A wall – several tall planks of wood painted white – for “messages of love and gratitude from around the world” was set up by the online global activist group AVAAZ.org.

“May we reflect the same light you emitted of courage, strength, compassion and love,” read a message signed “Debra USA.”

“Fare thee well Tata. We are free at last because of you,” wrote Mokhotu Dilolo. The schoolteacher said he’d traveled several hours to visit Mandela’s former home in Soweto, the township that came to symbolize the struggle against the brutal white-minority rule that Mandela fought for decades.

FOLLOW LIVE: Brian Williams to anchor a special report on NBC broadcast network and NBCNews.com beginning at 4 a.m. ET Tuesday

With Mandela and fellow anti-apartheid icon Archbishop Desmond Tutu among Vilikazi’s residents or former residents, it is the only street in the world to boast two Nobel Laureates. It continues to draw thousands of well wishers since Mandela’s death.

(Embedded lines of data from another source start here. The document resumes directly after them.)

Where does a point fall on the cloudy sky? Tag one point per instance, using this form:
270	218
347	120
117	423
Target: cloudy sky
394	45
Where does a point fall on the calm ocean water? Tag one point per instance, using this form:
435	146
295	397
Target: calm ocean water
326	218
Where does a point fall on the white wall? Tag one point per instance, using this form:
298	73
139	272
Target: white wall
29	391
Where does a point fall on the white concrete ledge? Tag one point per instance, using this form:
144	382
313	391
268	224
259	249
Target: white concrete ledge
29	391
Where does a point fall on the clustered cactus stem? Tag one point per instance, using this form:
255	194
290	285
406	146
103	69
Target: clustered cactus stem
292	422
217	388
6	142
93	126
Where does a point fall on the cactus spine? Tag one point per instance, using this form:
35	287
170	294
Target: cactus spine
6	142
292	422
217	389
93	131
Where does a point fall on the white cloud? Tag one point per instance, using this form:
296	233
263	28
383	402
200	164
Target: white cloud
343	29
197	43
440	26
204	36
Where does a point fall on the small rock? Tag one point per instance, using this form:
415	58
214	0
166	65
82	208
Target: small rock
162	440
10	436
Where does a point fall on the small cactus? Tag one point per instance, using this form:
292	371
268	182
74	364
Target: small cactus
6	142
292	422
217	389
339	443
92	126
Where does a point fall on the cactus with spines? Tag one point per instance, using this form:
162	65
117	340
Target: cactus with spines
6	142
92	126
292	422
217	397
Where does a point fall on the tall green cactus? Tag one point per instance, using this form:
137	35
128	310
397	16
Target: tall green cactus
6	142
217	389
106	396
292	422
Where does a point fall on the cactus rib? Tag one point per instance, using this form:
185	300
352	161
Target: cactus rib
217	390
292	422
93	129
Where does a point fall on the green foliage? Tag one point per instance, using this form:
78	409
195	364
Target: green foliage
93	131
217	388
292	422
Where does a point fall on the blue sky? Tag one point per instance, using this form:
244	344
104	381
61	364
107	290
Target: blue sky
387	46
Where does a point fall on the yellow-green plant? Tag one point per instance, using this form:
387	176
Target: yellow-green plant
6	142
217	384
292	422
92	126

A boy write on a wall of remembrance of Nelson Mandela in Soweto, South Africa.
A boy write on a wall of remembrance of Nelson Mandela in Soweto, South Africa.Lester Holt / NBC News

Henry Williams was visiting from Queens New York. So was Emma Gibson of Pomona California. They were with tour group from the States that just happened to be in South Africa as the country and many around the world mourned and celebrated their former president.

“It’s quite a coincidence,” said Gibson, as the group made its way from the Mandela family home. “He leaves such a great legacy.”

For Williams the trip turned out to be a bookend of sorts. He was at Yankee stadium and the ticker tape parade when Mandela visited New York just after his release from prison in 1990.

“I’ve always been a huge admirer,” Williams said. Being here the last few days, he said, has been like “being with a relative who’s very ill and has then passed on.”

Danielle Bentel paused and took in the scene.  

“He’s a hero who has united the nation once again ... even in death.”